Even with separate code paths and different package sets, if Context Match and Identity Match requests arrive at a buyer at the same instant from the same publisher, timing correlation is possible. TMP addresses this:
  • Publishers SHOULD introduce a random delay between context and identity requests. The recommended range is 100-2000ms, uniformly distributed.
  • Publishers MAY batch Identity Match requests across multiple page views, further obscuring which context request each identity request corresponds to.
  • Publishers MAY route context and identity requests through different network paths.
Temporal decorrelation is defense in depth. It is not the primary separation mechanism; structural separation and package set decorrelation are. But it closes the timing side channel.

TEE Attestation Details

TMP’s reference architecture targets AWS Nitro Enclaves, though the protocol is TEE-agnostic. Any TEE that produces verifiable attestation documents is compatible.

What attestation proves

  • The router binary running inside the enclave matches the published, audited source code.
  • The code paths for context and identity are structurally separate, with no shared state.
  • The binary has not been modified by the operator, the hosting provider, or any runtime process.

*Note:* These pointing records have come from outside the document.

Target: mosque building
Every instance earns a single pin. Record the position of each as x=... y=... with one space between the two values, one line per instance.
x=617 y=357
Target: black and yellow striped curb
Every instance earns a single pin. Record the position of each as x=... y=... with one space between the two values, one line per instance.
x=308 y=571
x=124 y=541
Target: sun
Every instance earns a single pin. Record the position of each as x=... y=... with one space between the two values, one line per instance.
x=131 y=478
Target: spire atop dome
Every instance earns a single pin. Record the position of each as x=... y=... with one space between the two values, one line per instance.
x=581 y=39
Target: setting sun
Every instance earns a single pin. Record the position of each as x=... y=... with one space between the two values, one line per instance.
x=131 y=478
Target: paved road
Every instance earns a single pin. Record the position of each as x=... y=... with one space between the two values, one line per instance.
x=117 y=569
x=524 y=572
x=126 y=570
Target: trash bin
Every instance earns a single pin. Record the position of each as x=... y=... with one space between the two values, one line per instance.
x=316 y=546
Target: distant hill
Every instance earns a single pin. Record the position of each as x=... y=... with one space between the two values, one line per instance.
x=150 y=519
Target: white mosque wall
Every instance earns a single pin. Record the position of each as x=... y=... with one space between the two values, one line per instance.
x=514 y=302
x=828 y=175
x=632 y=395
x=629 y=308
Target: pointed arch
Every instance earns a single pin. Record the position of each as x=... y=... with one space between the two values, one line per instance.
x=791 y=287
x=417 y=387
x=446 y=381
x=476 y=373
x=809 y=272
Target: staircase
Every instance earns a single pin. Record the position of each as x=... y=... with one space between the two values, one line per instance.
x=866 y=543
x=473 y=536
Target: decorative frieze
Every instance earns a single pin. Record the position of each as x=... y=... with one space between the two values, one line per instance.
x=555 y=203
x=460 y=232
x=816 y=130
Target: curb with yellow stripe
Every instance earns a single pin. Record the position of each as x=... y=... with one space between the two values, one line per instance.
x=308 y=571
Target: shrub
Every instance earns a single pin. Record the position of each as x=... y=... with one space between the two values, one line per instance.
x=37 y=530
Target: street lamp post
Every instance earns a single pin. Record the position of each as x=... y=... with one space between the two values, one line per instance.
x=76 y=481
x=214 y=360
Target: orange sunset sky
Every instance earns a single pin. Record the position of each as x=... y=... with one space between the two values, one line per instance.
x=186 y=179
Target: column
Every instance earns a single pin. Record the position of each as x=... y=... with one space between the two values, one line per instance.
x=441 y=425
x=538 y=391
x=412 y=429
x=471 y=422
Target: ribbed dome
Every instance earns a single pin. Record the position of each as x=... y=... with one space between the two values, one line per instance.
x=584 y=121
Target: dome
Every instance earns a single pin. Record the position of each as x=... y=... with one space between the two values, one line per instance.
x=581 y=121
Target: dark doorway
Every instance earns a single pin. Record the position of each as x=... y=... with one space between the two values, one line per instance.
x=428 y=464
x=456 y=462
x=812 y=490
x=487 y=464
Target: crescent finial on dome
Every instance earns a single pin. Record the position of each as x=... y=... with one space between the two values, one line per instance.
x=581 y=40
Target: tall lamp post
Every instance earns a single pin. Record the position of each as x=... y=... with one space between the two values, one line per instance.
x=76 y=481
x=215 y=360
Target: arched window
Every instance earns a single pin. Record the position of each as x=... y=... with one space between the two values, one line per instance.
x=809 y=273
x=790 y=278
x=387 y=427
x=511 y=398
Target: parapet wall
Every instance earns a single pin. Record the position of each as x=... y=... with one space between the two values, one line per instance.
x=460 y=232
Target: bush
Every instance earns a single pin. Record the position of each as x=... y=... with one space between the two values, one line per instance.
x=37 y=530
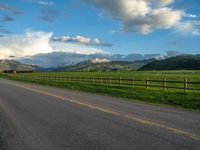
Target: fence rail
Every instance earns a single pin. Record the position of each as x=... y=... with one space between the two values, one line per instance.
x=164 y=84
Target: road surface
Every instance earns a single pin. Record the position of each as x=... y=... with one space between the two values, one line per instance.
x=34 y=117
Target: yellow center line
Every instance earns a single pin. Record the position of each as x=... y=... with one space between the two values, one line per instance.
x=113 y=112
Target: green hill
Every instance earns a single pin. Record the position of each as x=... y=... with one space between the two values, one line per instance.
x=6 y=64
x=184 y=62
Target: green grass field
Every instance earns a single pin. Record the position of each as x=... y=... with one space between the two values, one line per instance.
x=173 y=97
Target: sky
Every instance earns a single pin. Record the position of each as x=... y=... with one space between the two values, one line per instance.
x=31 y=27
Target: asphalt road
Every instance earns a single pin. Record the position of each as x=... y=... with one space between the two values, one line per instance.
x=34 y=117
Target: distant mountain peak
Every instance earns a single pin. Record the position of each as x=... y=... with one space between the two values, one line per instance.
x=98 y=60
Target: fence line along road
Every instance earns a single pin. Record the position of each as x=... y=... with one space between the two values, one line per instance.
x=147 y=83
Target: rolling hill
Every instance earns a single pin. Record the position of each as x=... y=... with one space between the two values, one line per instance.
x=6 y=64
x=184 y=62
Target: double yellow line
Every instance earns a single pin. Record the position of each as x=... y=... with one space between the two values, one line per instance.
x=112 y=112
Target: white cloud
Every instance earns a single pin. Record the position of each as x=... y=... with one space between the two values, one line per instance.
x=42 y=2
x=188 y=28
x=31 y=43
x=143 y=16
x=81 y=40
x=75 y=48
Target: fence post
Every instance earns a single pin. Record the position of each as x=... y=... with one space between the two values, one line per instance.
x=133 y=81
x=185 y=86
x=147 y=82
x=164 y=84
x=120 y=81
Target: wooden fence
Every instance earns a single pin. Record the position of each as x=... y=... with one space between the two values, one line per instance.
x=163 y=84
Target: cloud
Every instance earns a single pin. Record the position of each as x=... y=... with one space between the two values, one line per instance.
x=21 y=45
x=173 y=53
x=7 y=8
x=34 y=42
x=48 y=14
x=13 y=9
x=143 y=16
x=81 y=40
x=6 y=18
x=55 y=59
x=188 y=28
x=42 y=2
x=3 y=30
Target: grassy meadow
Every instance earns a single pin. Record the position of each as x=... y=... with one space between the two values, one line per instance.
x=171 y=96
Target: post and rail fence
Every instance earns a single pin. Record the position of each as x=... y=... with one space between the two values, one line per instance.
x=163 y=84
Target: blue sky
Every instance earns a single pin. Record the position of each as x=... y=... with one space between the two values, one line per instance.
x=107 y=25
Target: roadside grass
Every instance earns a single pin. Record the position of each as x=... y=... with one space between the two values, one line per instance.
x=173 y=98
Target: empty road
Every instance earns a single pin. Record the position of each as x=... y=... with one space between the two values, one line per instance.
x=34 y=117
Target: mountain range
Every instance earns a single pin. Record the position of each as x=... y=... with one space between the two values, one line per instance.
x=182 y=62
x=6 y=64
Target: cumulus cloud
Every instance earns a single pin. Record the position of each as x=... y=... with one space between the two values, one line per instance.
x=141 y=16
x=32 y=42
x=21 y=45
x=42 y=2
x=48 y=14
x=81 y=40
x=188 y=27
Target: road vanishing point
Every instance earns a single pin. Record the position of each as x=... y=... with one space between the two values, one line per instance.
x=36 y=117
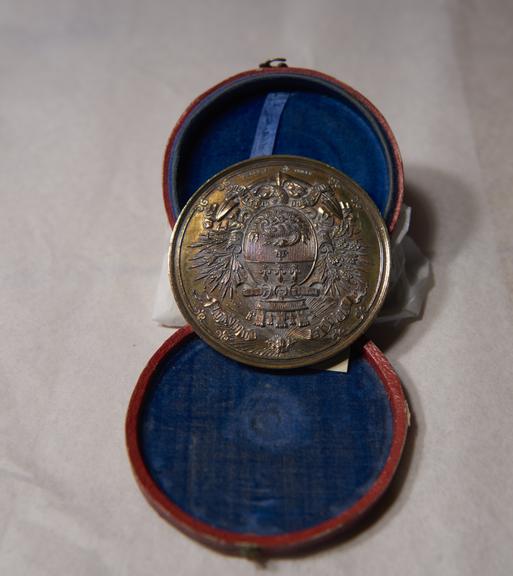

What attestation does not prove

  • That buyer agents handle the data they receive responsibly. TMP limits what buyers receive; it does not control what they do with it.
  • That the publisher’s join logic is correct. The publisher is the first party and is not constrained by TMP’s separation model.
  • That the code is free of bugs. Attestation proves the code matches the published source. Whether that source is correct is a separate question, addressed by open-source audit.

Attestation measurements

Each attestation document includes cryptographic hashes of the running environment:
MeasurementWhat it covers
Image hashHash of the enclave image. Confirms the binary matches the expected build.
Kernel hashHash of the operating environment.
Application hashHash of the application-level code.
Role hashConfirms the enclave’s permissions match expectations (e.g., no access to external databases).
A publisher or auditor can verify these measurements against the published build artifacts. This verification can be automated and performed continuously.

Comparison to OpenRTB

SignalOpenRTBTMP
User ID + page URLSame bid requestSeparate code paths, never combined
Device fingerprintIncluded in bid requestNever sent
IP addressIncluded in bid requestNever sent
Raw cookiesIncluded in bid requestNever sent
GPS coordinatesIncluded in bid requestNever sent
Browsing historyConstructible via cookie syncNot constructible: buyer never sees identity + context together
Separation verificationTrust the exchangeCode audit (without TEE) or TEE attestation (with TEE)
In OpenRTB, the bid request is a bundle of everything: user identity, device signals, page context, behavioral data. Every participant in the auction receives the full bundle. Privacy depends on contractual promises not to misuse the data. TMP splits the bundle at the protocol level. Buyers receive context or identity, never both. The separation is structural, not contractual.

Regulatory Posture

TMP’s structural separation aligns with the data minimization principle required by GDPR, CCPA, ePrivacy, and similar regulations:
  • Buyer agents never receive user identity paired with content context. Minimization is enforced by the protocol, not by policy.
  • The publisher, as the first party with a direct user relationship, controls the join. They can apply consent logic before combining the datasets.
  • With TEE attestation, the separation is independently verifiable, providing auditable evidence for regulators.
This is an architectural observation, not legal advice. Publishers and buyer agents should consult their own legal counsel regarding regulatory compliance.